第1章 天下人の女 【織田信長】 《R18》
そして…
正面まで来ると、静かに腰を下ろした。
「家康さん、宴会はどうしたんですか?」
「つまんないから早めに食事だけ済ませて抜けてきたよ。あんたは全然顔見せないし。
秀吉さんが心配してた」
「…すみません」
何も言わずに欠席しちゃったからなぁ…
せめて女中伝いに知らせておくべきだったかも。
後で謝らなきゃ…
「あんたは色々と勘違いしてるよ。根本からね。
伊万里…だっけ。あの子がこの先ここへ嫁いでくる事は無い」
「…? どういうこと…?」
「確かに縁談話は持ち上がってた。だけどそれはあんたがここへやって来る前の事。
あんたと出会ってから程なくして…信長様は伊万里との縁談を破棄したんだ」
……え?
「でも、彼女本人はそんなこと何も…
それが本当ならどうして今日城に来てるんですか」
「諦める代わりに信長様と一日過ごしたいんだってさ。ま、最後の思い出作りってとこじゃない?

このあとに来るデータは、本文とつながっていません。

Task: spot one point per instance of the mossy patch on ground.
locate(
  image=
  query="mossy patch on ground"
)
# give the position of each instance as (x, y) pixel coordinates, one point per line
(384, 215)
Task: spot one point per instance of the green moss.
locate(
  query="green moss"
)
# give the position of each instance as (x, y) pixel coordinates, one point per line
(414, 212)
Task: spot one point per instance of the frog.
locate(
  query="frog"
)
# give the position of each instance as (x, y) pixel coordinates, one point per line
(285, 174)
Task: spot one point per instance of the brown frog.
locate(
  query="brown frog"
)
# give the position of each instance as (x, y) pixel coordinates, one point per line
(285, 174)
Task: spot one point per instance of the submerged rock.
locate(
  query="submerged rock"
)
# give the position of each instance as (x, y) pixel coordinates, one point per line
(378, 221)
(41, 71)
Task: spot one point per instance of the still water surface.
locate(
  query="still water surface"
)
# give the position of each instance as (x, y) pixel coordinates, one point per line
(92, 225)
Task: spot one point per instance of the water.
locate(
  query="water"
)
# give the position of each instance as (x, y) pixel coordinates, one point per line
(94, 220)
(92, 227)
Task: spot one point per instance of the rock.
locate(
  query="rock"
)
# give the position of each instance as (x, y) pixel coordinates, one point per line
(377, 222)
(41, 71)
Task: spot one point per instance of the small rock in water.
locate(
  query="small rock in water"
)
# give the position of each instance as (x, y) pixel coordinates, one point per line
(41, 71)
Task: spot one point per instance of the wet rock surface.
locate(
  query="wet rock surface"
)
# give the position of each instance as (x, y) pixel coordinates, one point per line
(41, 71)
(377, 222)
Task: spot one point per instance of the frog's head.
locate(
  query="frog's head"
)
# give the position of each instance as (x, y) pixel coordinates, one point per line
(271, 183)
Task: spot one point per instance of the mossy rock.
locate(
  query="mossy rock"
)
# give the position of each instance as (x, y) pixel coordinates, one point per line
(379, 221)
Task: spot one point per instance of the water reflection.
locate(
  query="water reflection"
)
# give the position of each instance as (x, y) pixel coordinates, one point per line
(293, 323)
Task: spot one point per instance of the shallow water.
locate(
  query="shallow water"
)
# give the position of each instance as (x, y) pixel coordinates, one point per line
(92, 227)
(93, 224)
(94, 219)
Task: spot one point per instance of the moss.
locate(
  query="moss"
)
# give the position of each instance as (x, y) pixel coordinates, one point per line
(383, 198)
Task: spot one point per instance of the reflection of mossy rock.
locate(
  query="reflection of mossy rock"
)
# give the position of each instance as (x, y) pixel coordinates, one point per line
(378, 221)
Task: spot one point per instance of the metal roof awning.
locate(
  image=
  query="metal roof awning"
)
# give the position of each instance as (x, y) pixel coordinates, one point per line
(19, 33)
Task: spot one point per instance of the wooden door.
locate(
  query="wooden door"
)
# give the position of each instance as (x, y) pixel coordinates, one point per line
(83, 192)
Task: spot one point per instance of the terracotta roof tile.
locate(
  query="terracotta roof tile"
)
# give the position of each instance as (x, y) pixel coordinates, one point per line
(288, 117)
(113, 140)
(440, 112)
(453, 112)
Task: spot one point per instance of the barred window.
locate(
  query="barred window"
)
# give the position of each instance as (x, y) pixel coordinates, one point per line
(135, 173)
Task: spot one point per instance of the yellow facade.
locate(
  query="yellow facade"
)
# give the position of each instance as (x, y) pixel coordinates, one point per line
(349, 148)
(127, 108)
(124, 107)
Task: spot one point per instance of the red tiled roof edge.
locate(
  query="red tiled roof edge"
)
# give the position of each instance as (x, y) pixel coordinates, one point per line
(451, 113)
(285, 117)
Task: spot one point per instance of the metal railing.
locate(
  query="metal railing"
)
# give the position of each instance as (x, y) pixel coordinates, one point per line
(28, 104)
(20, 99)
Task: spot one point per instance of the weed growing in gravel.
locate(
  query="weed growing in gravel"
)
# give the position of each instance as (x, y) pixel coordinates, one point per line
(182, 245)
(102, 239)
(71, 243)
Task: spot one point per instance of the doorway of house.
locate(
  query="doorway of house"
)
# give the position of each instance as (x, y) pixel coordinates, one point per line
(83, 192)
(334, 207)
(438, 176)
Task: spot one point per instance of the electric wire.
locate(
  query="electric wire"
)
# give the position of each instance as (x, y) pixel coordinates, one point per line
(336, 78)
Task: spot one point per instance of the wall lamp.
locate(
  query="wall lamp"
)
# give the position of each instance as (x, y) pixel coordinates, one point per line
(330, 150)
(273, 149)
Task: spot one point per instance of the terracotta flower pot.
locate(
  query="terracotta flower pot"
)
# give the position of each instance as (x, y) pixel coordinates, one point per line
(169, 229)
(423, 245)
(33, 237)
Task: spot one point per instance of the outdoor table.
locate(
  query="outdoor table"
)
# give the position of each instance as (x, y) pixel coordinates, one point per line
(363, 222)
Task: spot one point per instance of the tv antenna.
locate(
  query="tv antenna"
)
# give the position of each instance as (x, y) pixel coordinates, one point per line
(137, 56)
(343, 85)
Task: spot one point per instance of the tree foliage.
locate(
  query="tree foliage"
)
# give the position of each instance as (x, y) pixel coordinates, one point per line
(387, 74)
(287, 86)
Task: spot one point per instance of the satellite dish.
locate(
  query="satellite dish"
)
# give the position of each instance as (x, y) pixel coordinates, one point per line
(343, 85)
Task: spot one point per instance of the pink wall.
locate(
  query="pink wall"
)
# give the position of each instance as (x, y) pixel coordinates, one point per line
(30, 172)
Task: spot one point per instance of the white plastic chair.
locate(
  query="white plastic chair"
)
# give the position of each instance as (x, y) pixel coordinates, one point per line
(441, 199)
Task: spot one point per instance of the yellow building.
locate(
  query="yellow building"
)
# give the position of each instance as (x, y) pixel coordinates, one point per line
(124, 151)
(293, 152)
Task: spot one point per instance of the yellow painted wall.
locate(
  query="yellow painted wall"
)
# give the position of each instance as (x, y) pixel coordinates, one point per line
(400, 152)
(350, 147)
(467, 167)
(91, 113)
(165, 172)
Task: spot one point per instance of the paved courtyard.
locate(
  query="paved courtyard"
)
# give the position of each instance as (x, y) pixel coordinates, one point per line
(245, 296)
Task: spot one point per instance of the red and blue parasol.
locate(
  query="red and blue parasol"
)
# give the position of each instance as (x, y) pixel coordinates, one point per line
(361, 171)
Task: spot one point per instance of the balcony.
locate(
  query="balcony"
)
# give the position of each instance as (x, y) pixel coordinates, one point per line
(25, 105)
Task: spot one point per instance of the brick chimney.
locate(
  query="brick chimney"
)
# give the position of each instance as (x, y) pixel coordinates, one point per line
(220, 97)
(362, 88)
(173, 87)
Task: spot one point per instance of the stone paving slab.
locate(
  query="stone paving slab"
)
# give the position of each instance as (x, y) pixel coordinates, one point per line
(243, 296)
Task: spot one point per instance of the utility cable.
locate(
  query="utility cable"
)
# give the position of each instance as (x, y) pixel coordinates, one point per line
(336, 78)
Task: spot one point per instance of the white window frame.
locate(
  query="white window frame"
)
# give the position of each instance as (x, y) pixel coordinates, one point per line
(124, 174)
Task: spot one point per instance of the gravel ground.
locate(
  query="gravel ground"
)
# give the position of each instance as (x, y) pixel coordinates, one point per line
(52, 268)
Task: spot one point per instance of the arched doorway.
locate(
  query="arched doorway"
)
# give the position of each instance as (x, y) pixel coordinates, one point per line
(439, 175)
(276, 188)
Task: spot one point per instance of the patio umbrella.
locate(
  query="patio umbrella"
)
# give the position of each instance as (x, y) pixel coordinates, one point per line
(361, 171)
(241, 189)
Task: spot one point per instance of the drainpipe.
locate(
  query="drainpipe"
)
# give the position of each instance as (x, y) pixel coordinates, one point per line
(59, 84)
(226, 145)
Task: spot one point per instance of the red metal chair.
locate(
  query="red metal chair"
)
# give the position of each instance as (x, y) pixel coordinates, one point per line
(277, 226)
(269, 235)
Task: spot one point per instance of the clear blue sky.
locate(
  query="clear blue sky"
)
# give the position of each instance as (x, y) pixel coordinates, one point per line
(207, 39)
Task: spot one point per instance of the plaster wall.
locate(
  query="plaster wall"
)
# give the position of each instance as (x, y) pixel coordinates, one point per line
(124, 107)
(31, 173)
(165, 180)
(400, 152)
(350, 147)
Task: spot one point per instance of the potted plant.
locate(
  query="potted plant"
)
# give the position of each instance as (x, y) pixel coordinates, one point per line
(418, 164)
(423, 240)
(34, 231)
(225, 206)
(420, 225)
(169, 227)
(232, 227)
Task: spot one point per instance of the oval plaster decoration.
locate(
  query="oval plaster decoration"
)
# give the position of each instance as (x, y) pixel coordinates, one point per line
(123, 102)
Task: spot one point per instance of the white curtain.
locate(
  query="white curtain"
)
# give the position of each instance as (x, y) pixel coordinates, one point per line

破談になった事をあんたに言わなかったのは、混乱させる為にわざと伏せてたんだろうね。嫌な女」
「そんな…」
もしかして…いや、きっと信長様が話したかったことってそれだ。
事前に私へ伝えようとしてたみたいだけど、伊万里さんが予定より早く現れて…
結果、こうしてこじれてしまった。
私が耳を貸さなかったばかりに。
「信長様はちゃんと説明しようとしてくれたのに…
私、たくさん酷いこと…」
自分は本当に大馬鹿だ。
目頭が熱くなって、一度引いた涙がまた溢れてきて……
泣きじゃくる私が落ち着くまで、家康さんはただ黙ってそばにいてくれた。
ーーー・・・
「そろそろ泣きやんだ?」
「…はい。ありがとうございます、家康さん」
「別に有り難がられるようなことしてないから。とっとと信長様のところへ行ってきなよ。
…あとさ、その家康“さん”ってよそよそしい呼び方いい加減やめてくれる?何度も言ってるでしょ」
「はい。…ふふっ」
とっつきにくい物言いから滲み出る優しさが伝わってきて、やっと少し笑えた。